Quick Wins From Colleagues Across the Province
The next three examples highlight supplementary resources, developed by your colleagues, that you can use right now to remediate common course hurdles for your learners (and even common course learning outcomes!).
Developed with funding from eCampusOntario, we have chosen aspects of the resources that respond to current challenges, but feel free to explore the resources in their entirety for even greater support.
Three universities, Guelph, Waterloo, and Laurier, collaborated to build a step-by-step resource guiding learners through the most popular genres of academic writing. Whether your course focus is case studies, lab reports, literature reviews, and | or reflective writing, there is material to assist. Each or the four standalone guides showcases the necessary steps to complete a high-quality writing product in any of the genres.
Learners can also access the direct assistance they require through the highly modularized content. They can dip in to refresh their understanding of crucial features or review tips for revising work. Each genre also includes templates to assist with planning and research.
This collaboration among Ontario college libraries, several of their learning centres, and the Ontario Colleges Library Services (OCLS), “aims to provide easy and equitable access to open learning resources and services to Ontario’s online college students and to provide a consistent, province-wide academic support platform for faculty to use for course and assignment design”.
Currently, the learning portal addresses five, often confusing, areas at the intersection of technology and education: Study Skills, Research, Writing, Digital Literacies, and Digital Citizenship. Curation by your colleagues guarantees the resources are of the highest quality and target the specific situations of post-secondary learners. Here’s a closer look at one of the hubs.

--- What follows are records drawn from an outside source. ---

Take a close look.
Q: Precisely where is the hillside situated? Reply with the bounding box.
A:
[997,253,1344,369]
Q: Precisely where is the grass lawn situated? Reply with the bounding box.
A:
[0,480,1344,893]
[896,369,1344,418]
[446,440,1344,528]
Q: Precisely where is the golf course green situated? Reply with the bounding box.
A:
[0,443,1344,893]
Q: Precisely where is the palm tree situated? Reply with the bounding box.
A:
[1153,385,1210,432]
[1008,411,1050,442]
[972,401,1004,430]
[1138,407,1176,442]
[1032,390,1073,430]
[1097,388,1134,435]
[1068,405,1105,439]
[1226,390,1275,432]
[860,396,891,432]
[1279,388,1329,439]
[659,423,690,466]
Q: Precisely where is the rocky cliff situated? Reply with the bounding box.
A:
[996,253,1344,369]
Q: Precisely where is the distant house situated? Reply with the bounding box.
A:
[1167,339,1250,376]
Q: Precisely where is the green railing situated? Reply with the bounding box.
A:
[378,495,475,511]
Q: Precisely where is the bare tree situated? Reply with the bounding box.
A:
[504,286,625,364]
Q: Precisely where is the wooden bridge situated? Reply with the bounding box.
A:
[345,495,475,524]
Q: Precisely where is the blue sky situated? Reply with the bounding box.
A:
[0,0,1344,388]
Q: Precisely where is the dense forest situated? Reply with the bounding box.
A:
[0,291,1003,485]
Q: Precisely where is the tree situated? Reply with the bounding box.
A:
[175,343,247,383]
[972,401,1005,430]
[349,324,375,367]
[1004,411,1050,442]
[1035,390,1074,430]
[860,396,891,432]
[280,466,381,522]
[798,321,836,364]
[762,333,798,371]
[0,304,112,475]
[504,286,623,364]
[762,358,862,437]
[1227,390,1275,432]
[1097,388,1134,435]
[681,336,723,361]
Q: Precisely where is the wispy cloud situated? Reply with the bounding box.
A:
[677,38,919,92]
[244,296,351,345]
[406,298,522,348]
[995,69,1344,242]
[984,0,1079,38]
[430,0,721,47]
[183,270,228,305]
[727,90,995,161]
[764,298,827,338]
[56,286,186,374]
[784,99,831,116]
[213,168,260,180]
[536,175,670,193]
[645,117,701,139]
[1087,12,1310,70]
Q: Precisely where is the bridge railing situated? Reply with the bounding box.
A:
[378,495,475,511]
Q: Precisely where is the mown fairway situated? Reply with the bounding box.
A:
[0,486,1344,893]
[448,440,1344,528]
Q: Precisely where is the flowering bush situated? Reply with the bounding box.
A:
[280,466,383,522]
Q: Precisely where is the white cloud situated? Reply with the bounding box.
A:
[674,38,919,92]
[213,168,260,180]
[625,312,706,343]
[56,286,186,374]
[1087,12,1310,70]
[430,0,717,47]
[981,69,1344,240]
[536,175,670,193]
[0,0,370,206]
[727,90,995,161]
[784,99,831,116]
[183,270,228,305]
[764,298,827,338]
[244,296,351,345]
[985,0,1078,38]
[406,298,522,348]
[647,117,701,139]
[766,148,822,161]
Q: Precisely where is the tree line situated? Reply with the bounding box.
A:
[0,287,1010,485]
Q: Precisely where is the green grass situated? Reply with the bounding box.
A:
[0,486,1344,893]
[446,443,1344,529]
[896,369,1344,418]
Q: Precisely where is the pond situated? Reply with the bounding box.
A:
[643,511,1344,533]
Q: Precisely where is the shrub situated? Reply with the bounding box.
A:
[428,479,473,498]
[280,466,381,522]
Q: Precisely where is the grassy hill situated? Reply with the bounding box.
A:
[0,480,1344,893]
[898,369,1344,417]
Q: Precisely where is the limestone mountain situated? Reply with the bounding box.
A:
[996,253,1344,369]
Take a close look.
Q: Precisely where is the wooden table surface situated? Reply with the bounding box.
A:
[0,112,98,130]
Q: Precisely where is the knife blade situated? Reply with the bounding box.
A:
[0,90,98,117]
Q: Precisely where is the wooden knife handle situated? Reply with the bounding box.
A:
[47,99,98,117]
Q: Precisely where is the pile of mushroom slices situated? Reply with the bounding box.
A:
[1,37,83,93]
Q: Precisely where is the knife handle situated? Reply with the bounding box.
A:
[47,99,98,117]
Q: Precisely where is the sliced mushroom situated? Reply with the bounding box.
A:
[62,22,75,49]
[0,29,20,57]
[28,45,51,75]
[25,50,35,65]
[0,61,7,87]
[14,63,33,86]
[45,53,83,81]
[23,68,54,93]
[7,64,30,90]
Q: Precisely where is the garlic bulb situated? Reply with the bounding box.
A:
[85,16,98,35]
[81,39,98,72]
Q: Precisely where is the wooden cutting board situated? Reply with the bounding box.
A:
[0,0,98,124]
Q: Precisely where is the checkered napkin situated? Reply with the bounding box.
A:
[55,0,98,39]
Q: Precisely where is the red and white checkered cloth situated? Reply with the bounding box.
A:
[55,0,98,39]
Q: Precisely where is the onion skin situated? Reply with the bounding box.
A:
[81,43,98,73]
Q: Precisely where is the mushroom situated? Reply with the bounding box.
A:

“Digital Citizenship” assists learners’ understanding of nine current concerns of today such as, fake news, privacy, and technology’s impact on physical and mental health. Through tips, links, videos, self assessments, and quizzes learners grow their understanding of these key topics, learn tips to optimize their opportunities, and become aware of potential pitfalls. Link your learners to the entire hub, one of its nodes, or add the links to your own course content. Boost the impact of these resources by using the “Faculty Toolkit” with its tips and hints on connecting to specific assignments and assessments.
Foundations of Community Engagement
Western University’s Experiential Learning team combined their expertise with internships and co-ops to establish CompleteStudent.ca, open access co-curricular education. As of Summer 2017, there are three offerings targeting Learning Skills, Community Engagement, and Career Fundamentals. Here, we highlight Community Engagement and its three modules connecting learners to their communities and considering how those communities might influence their academic learning and personal development. However, you are encouraged to explore how any or all the offerings could support your teaching and learning goals.
Clear learning outcomes for each of the three modules under Community Engagement articulate how you might connect and inject these mini-modules into your course content. In their interactive Storyline format, learners choose scenarios and complete shareable action plans. With embedded assessments and “choose your own adventure” options, learners propose actions and learn the actual repercussions of their chosen paths as they deconstruct power and privilege, and build community partnerships after having laid a foundation of understanding community and its interconnections.
They are designed for reuse by Ontario colleges and universities, who are encouraged to align them to their own co-curricular record activities.